8. Down All the Days / Rough Trade
Issues 68 – 69, 1993
Writer: Garth Ennis
Artist: Steve Dillon
What sucks more, a malicious vampire god or an apathetic society that allows its impoverished members to starve on the street? Garth Ennis tackles this weighty topic in a 2-part story arc (previously collected in the Tainted Love collective) that pits an alcoholic, homeless Constantine against the first bloodsucker in history. The script is especially confrontational in its depiction of the homeless, walking the reader through the substance abuse, prostitution, and sheer indifference shown to the poor throughout everyday life. Introduced in Issue #50, the King of Vampires is a planet-hopping parasite who drained the first man before taking on Constantine’s ancestors in the World War I trenches. And though he bares a striking resemblance to James Dean, this vampire definitely doesn’t sparkle in the sunlight. Constantine doesn’t put up much of a fight, wallowing in despair and booze after losing the love of his life in the previous arc, but the dual still ends on an incredible note that takes full advantage of Hellblazer’s dense continuity.
7. Happy Families / Reasons to Be Cheerful
Issues 200, 202 – 205; 2004
Writer: Mike Carey
Artists: Leonardo Manco, Giuseppe Camuncoli, Steve Dillon, Marcelo Frusin
Nobody would argue that parenthood is easy. The responsibility of rearing infant humans under your direct responsibility is one of life’s most sacred and difficult challenges. That challenge becomes significantly more complicated when your children are destructive demon spawn reared under the illusion of domestic bliss. No, we’re not talking about Here Comes Honey Boo Boo, but this corrupt arc that features the she-demon Rosacarnis wrecking Constantine’s life with three bundles of joy sired from him in a fake reality. This baby-making scandal is by far the most extensive con ever played on our favorite conman, and it stings Constantine to his cynical core. The storyline begins on a particular high note with issue #200, which shows the three illusory timelines where the new Constantine progeny drive Dad nuts by torturing Swamp Thing and stabbing homeless folks. The arc also progresses in interesting directions, with the children targeting Constantine’s friends and family to isolate their patriarch before attempting to destroy him. Reasons to Be Cheerful also sports the best cameo of Shockheaded Peter since his 1845 debut in the morbid German nursery book Der Struwwelpeter.
6. Ashes & Dust in the City of Angels
Issues 170 – 174, 2002
Writer: Brian Azzarello
Artist: Marcelo Frusin
This is a controversial one among fans.
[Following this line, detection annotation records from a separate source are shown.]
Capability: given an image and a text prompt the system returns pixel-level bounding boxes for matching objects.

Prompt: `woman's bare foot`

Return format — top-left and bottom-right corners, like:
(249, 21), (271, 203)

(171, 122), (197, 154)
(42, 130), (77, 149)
Brian Azzarello wraps his Constantine-in-America saga with a provocative love story that took turns absolutely nobody expected. And we mean nobody. The grand orchestrator of Constantine’s imprisonment turns out to be a media mogul named Stanley Manor, who bears more than a passing resemblance to an orphaned crime fighter, except this one feeds orphans to vampire bats instead of dressing up like one. Manor holds an unwavering grudge against the Hellblazer due to an elaborate con pulled on him when they were both teenagers, but the billionaire’s animosity peaks after Constantine hosts a seance between Manor and his murdered parents that goes depressingly awry. Manor burns Constantine alive, and for all but flashbacks and two end panels, the titular mage is a ghost for all five issues of the arc. The real twist arrives with the revelation that Manor and Constantine were actually gay lovers at a seedy S&M Club until the latter’s grisly death, and it’s no illusion. The real question is whether Constantine finally found a true soul mate after dating a china shop of fragile young women who eventually died or went mad, or if he just swapped teams as part of another elaborate con. Probably both. With his divisive final chapter, Azzarello showed that he could still veer Vertigo’s marquee title in directions that both challenged and expanded its foundation.